Olson was placed on indefinite paid leave by the district on Wednesday, the Pioneer Press reported. The district did not provide a reason for the leave.

But it seems safe to assume that the leave has something to do with a Monday meeting between St. Paul school Superintendent Valeria Silva and members of Black Lives Matter.

While details of that meeting have not been disclosed, Silva described the conversation as “productive and positive,” according to the Pioneer Press.

After Olson was placed on leave, Turner called the move a “great first step.”

While Olson was being placed on leave, an unidentified teacher at Como Park High School was attacked by two students and hospitalized Wednesday.

“School officials offered few details of the Wednesday incident at Como Park Senior High School, beyond a confirmation that the serious altercation occurred and was being investigated,” the Pioneer Press reported.

“Police officials, however, said officers were called on a report of a fight at the school sometime in the afternoon, but it was over by the time they arrived.

“Police said two male students had assaulted a male teacher, in a fight that began in a classroom but spilled into a hallway.

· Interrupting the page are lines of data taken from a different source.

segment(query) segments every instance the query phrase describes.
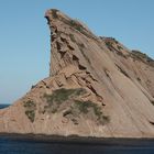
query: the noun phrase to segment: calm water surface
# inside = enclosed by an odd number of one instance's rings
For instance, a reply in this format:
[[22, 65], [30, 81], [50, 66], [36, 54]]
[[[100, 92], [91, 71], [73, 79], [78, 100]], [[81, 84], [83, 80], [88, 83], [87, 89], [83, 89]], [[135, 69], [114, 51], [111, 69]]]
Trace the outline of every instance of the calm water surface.
[[154, 140], [107, 139], [87, 143], [0, 135], [0, 154], [154, 154]]

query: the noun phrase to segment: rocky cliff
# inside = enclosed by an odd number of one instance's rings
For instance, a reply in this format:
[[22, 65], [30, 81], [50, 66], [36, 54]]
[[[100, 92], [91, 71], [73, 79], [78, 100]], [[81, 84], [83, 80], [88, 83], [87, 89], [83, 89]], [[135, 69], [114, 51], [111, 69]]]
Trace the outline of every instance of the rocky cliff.
[[45, 18], [50, 77], [0, 110], [0, 132], [154, 138], [154, 61], [58, 10]]

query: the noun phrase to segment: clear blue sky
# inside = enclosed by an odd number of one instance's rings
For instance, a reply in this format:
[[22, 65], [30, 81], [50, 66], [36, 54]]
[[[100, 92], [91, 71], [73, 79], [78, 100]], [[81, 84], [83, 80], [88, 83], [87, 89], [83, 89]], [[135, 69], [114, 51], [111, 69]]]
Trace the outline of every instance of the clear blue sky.
[[1, 0], [0, 103], [12, 103], [48, 76], [45, 10], [56, 8], [97, 34], [154, 57], [154, 0]]

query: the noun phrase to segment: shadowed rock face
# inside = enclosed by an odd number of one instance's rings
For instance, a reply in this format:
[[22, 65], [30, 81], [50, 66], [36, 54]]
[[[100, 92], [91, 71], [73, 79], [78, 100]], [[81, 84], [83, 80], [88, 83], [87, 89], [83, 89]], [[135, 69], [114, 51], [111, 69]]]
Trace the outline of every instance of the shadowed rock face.
[[154, 138], [154, 61], [58, 10], [45, 18], [50, 77], [0, 110], [0, 132]]

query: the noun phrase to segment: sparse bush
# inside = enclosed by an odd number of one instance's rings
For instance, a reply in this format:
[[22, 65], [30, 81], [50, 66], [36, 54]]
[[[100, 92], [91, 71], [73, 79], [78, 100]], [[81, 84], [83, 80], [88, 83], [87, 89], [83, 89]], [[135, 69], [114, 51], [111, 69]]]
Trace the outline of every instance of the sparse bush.
[[65, 111], [64, 113], [63, 113], [63, 117], [66, 117], [66, 116], [68, 116], [68, 114], [72, 114], [73, 112], [72, 112], [72, 110], [69, 109], [69, 110], [67, 110], [67, 111]]
[[56, 9], [52, 9], [52, 15], [53, 15], [54, 19], [57, 19], [58, 18], [57, 11], [58, 10], [56, 10]]
[[35, 108], [36, 105], [32, 101], [32, 100], [28, 100], [25, 102], [23, 102], [25, 108]]
[[101, 108], [97, 105], [94, 103], [92, 101], [80, 101], [76, 100], [76, 105], [81, 113], [87, 114], [89, 112], [89, 109], [94, 110], [95, 116], [97, 117], [97, 120], [101, 123], [105, 124], [109, 122], [109, 117], [103, 116]]
[[28, 111], [25, 111], [25, 114], [28, 116], [28, 118], [30, 119], [31, 122], [34, 122], [34, 119], [35, 119], [34, 110], [28, 110]]

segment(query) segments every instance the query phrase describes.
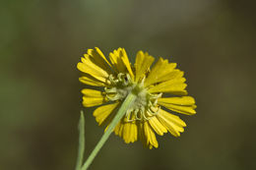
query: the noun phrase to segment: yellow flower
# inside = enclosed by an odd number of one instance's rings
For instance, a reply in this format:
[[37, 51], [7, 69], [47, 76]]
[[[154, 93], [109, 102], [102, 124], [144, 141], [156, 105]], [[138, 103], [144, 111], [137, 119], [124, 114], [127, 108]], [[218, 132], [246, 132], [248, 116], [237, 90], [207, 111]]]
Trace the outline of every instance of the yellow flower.
[[102, 91], [82, 90], [85, 107], [107, 103], [94, 112], [98, 125], [109, 125], [122, 101], [132, 91], [136, 93], [136, 100], [115, 127], [115, 135], [123, 138], [126, 143], [141, 140], [149, 148], [159, 146], [155, 133], [162, 136], [169, 132], [179, 137], [186, 127], [185, 122], [161, 106], [193, 115], [196, 105], [192, 96], [186, 96], [184, 73], [176, 69], [176, 63], [160, 58], [150, 69], [154, 57], [139, 51], [132, 66], [124, 48], [111, 52], [109, 59], [110, 62], [96, 47], [89, 49], [77, 65], [82, 72], [80, 82], [104, 87]]

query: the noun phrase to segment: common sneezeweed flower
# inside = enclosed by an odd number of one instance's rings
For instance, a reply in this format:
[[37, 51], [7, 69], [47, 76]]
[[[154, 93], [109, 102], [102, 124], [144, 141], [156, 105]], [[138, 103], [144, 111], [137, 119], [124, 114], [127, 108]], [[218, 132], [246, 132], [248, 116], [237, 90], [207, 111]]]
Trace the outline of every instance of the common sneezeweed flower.
[[111, 52], [109, 60], [96, 47], [89, 49], [77, 65], [82, 72], [80, 82], [102, 88], [82, 90], [85, 107], [105, 104], [94, 112], [98, 125], [106, 126], [107, 131], [126, 102], [125, 110], [111, 130], [126, 143], [140, 140], [153, 148], [159, 146], [155, 133], [162, 136], [169, 132], [179, 137], [185, 122], [162, 108], [193, 115], [196, 105], [194, 98], [187, 96], [184, 73], [176, 69], [176, 63], [160, 58], [151, 68], [155, 58], [139, 51], [132, 66], [124, 48]]

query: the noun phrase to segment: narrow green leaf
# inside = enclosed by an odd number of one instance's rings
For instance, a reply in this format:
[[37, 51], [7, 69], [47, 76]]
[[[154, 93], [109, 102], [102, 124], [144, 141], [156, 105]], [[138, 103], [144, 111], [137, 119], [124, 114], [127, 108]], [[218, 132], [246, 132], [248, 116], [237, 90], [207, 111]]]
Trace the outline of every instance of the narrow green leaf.
[[84, 151], [85, 151], [85, 117], [84, 117], [83, 110], [81, 110], [78, 130], [79, 130], [79, 146], [78, 146], [78, 159], [77, 159], [76, 170], [80, 170], [82, 167]]

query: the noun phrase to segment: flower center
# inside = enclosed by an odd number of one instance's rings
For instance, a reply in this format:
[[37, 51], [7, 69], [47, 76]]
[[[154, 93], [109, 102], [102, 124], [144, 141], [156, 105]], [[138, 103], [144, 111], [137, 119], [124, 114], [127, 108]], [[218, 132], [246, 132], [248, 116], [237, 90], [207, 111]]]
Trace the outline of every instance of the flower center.
[[109, 86], [105, 87], [106, 97], [111, 101], [123, 101], [126, 96], [133, 92], [136, 94], [135, 102], [127, 110], [125, 121], [146, 121], [156, 116], [160, 110], [158, 98], [161, 93], [152, 94], [144, 86], [143, 79], [140, 83], [132, 81], [129, 74], [119, 73], [116, 77], [109, 76]]

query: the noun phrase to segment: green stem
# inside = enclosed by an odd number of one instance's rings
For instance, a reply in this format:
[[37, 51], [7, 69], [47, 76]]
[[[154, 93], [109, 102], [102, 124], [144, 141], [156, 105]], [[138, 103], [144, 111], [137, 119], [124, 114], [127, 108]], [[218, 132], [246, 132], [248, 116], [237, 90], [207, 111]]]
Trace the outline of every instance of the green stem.
[[79, 147], [78, 147], [78, 160], [76, 170], [80, 170], [83, 163], [83, 155], [85, 151], [85, 117], [84, 112], [81, 110], [81, 116], [78, 125], [79, 130]]
[[109, 138], [110, 134], [113, 132], [114, 128], [118, 124], [118, 122], [121, 120], [121, 118], [124, 116], [126, 111], [130, 108], [130, 106], [135, 101], [136, 95], [133, 92], [130, 92], [125, 100], [123, 101], [121, 107], [119, 108], [118, 112], [116, 113], [115, 117], [111, 121], [110, 125], [108, 126], [106, 132], [103, 134], [99, 142], [97, 142], [96, 146], [93, 150], [93, 152], [90, 154], [88, 159], [86, 160], [85, 164], [82, 166], [81, 170], [87, 170], [88, 167], [91, 165], [95, 157], [96, 156], [99, 149], [102, 147], [106, 140]]

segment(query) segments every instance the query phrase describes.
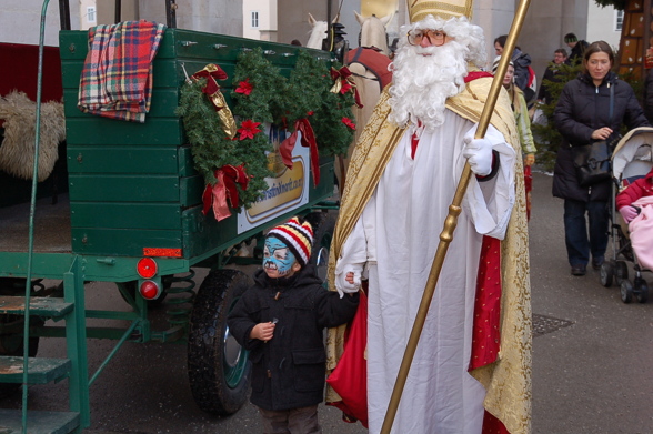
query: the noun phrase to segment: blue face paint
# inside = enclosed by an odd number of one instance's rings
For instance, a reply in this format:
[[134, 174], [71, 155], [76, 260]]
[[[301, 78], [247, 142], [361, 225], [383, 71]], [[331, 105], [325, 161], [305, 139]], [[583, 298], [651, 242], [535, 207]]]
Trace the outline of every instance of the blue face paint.
[[295, 263], [294, 255], [281, 240], [269, 236], [263, 249], [263, 270], [270, 275], [277, 271], [278, 276], [287, 275]]

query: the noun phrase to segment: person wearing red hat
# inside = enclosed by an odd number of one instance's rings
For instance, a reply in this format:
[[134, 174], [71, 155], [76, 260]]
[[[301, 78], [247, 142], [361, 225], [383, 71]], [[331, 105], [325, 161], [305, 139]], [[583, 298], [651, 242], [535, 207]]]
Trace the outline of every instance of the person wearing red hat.
[[[504, 91], [484, 138], [475, 139], [493, 80], [479, 69], [486, 64], [486, 49], [482, 29], [469, 21], [472, 9], [471, 0], [409, 0], [411, 24], [401, 30], [392, 83], [361, 133], [342, 192], [329, 285], [346, 293], [368, 282], [366, 384], [360, 391], [368, 413], [356, 418], [366, 418], [372, 434], [381, 432], [465, 162], [475, 176], [392, 433], [531, 430], [521, 147]], [[339, 364], [344, 336], [342, 326], [330, 331], [330, 370], [344, 370]], [[342, 351], [346, 355], [346, 346]], [[326, 402], [338, 405], [333, 388]]]
[[263, 433], [318, 434], [324, 398], [325, 327], [353, 317], [359, 294], [340, 296], [322, 285], [309, 263], [313, 230], [292, 218], [265, 236], [263, 269], [235, 303], [227, 323], [250, 351], [252, 394]]

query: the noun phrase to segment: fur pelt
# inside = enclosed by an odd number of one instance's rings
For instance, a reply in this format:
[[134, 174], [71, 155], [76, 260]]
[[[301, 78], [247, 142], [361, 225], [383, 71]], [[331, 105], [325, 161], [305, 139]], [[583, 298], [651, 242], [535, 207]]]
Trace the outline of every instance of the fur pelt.
[[[0, 145], [0, 170], [31, 180], [34, 166], [37, 103], [23, 92], [12, 91], [0, 98], [0, 119], [4, 120], [4, 140]], [[59, 143], [66, 140], [66, 118], [61, 102], [41, 104], [39, 182], [44, 181], [59, 158]]]

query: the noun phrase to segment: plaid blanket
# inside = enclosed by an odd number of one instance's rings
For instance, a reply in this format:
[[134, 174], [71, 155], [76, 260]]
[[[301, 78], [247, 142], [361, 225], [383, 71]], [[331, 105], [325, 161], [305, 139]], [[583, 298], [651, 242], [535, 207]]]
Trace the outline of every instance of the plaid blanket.
[[164, 24], [145, 20], [89, 29], [78, 108], [143, 123], [152, 97], [152, 60], [164, 31]]

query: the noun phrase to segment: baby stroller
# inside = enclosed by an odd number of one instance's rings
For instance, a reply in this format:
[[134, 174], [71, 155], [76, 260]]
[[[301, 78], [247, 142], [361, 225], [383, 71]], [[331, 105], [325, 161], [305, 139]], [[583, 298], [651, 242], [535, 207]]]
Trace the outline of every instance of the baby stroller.
[[[624, 303], [639, 303], [649, 300], [649, 285], [642, 277], [643, 271], [631, 246], [627, 225], [616, 211], [616, 194], [630, 183], [643, 178], [653, 166], [653, 128], [640, 127], [629, 131], [616, 144], [612, 153], [612, 200], [610, 202], [610, 235], [612, 239], [613, 258], [601, 265], [601, 284], [612, 286], [613, 280], [620, 286], [621, 300]], [[629, 280], [627, 262], [632, 262], [635, 277]]]

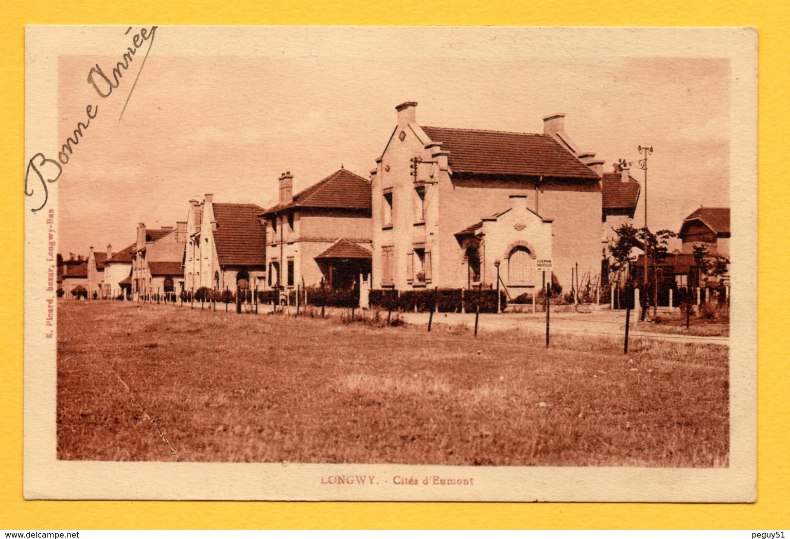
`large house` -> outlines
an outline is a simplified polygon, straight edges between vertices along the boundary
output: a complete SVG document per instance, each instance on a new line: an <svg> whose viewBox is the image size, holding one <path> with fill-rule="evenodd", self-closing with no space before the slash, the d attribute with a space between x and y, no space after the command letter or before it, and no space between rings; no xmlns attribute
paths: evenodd
<svg viewBox="0 0 790 539"><path fill-rule="evenodd" d="M255 204L190 201L187 241L182 251L186 289L242 289L263 287L266 274L266 231Z"/></svg>
<svg viewBox="0 0 790 539"><path fill-rule="evenodd" d="M69 300L88 297L88 262L84 259L66 261L61 266L58 296Z"/></svg>
<svg viewBox="0 0 790 539"><path fill-rule="evenodd" d="M279 187L277 205L261 213L267 286L348 289L368 279L371 183L340 168L295 195L290 172L280 177Z"/></svg>
<svg viewBox="0 0 790 539"><path fill-rule="evenodd" d="M730 209L700 207L683 220L679 234L682 253L693 253L695 244L704 244L715 256L730 254Z"/></svg>
<svg viewBox="0 0 790 539"><path fill-rule="evenodd" d="M167 296L183 289L182 261L186 243L186 223L173 227L137 226L132 253L132 294L134 299Z"/></svg>
<svg viewBox="0 0 790 539"><path fill-rule="evenodd" d="M604 163L578 151L564 115L508 133L420 126L416 106L396 107L371 171L374 288L494 286L498 262L514 296L541 285L538 260L568 289L577 264L600 271Z"/></svg>

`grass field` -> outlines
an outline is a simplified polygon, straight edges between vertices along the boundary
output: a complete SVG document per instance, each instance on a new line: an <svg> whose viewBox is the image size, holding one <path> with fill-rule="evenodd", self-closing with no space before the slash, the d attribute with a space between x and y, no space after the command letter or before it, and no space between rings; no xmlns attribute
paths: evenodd
<svg viewBox="0 0 790 539"><path fill-rule="evenodd" d="M58 456L728 465L727 348L543 339L62 301Z"/></svg>

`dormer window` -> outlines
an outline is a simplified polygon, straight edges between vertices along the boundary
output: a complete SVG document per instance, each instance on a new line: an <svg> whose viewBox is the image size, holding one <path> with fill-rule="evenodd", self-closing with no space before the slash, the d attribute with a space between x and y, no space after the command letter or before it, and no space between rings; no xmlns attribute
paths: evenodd
<svg viewBox="0 0 790 539"><path fill-rule="evenodd" d="M382 220L384 228L393 225L393 192L385 191L383 200L382 201Z"/></svg>
<svg viewBox="0 0 790 539"><path fill-rule="evenodd" d="M416 194L415 198L415 202L416 207L415 209L415 218L417 223L425 222L425 187L419 186L414 188L414 192Z"/></svg>

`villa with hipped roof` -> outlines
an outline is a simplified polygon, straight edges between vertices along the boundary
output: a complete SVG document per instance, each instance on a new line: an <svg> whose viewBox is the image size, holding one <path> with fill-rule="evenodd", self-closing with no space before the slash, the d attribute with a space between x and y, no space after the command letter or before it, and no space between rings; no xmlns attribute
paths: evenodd
<svg viewBox="0 0 790 539"><path fill-rule="evenodd" d="M600 273L602 215L620 209L604 209L604 161L577 149L564 115L514 133L421 126L416 106L396 107L371 171L374 288L493 287L498 262L514 296L541 285L539 259L568 290L577 265Z"/></svg>
<svg viewBox="0 0 790 539"><path fill-rule="evenodd" d="M137 226L137 241L132 252L131 285L134 299L170 296L183 289L182 262L186 243L186 223L176 227L146 228Z"/></svg>
<svg viewBox="0 0 790 539"><path fill-rule="evenodd" d="M371 183L340 168L293 192L293 175L280 176L276 205L261 213L266 226L269 288L325 285L369 286Z"/></svg>

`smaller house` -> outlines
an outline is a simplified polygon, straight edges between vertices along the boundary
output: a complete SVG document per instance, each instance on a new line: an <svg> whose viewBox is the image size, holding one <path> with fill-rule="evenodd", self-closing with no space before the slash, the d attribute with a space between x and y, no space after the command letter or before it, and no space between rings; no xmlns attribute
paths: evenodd
<svg viewBox="0 0 790 539"><path fill-rule="evenodd" d="M713 256L730 255L730 209L699 207L683 219L679 234L680 251L694 253L694 245L704 244Z"/></svg>
<svg viewBox="0 0 790 539"><path fill-rule="evenodd" d="M103 300L107 292L104 286L104 263L112 258L112 245L107 244L106 252L96 252L91 246L88 253L88 297Z"/></svg>
<svg viewBox="0 0 790 539"><path fill-rule="evenodd" d="M615 239L615 230L623 224L631 224L641 187L629 175L628 168L616 167L614 172L603 175L600 190L604 242L607 243Z"/></svg>
<svg viewBox="0 0 790 539"><path fill-rule="evenodd" d="M137 226L132 253L132 293L135 298L167 296L183 290L182 261L186 242L186 223L178 227L146 228Z"/></svg>
<svg viewBox="0 0 790 539"><path fill-rule="evenodd" d="M104 289L108 297L131 297L132 253L136 247L137 243L132 243L105 261Z"/></svg>

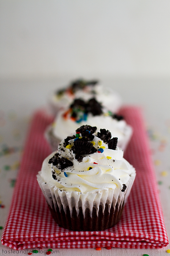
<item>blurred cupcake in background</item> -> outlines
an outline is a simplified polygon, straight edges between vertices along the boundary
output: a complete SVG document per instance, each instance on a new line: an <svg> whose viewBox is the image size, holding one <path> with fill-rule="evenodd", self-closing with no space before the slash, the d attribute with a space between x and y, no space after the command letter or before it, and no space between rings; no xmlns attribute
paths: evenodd
<svg viewBox="0 0 170 256"><path fill-rule="evenodd" d="M55 115L59 110L68 108L75 98L87 100L94 97L109 110L117 112L122 104L120 97L111 89L98 84L96 80L80 79L71 82L66 88L57 90L50 99L53 114Z"/></svg>
<svg viewBox="0 0 170 256"><path fill-rule="evenodd" d="M110 131L113 137L118 138L117 145L124 150L132 134L131 127L123 116L113 113L103 106L95 98L86 100L75 99L66 110L58 112L54 123L48 127L45 137L53 151L60 142L80 126L87 124Z"/></svg>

“The teacher was taken to Regions Hospital by school staff, a police spokesman said. It was unclear what his condition was, but he was alert enough to give a statement.”

The alleged assault was the latest in a string of violent incidents in the St. Paul school district this year.

In one week in October, several teachers were injured when trying to stop an outbreak of fights between students, a student was found with a gun in his backpack, and a student was tased by a school resource officer after disrupting a classroom and repeatedly refusing to leave.

In December, a 16-year-old student assaulted and severely injured a high school teacher who was trying to break up a fight. The teacher has since filed a lawsuit against the district, claiming it failed to provide a secure environment.

In January a former St. Paul middle school teacher also filed a lawsuit against the district, claiming she was “punched, kicked and kneed by students on several occasions and endured regular verbal harassment that was vulgar and sexual in nature,” according to TwinCities.com.

One St. Paul teacher was recently quoted across the nation after she anonymously told a St. Paul columnist that “we’re afraid.”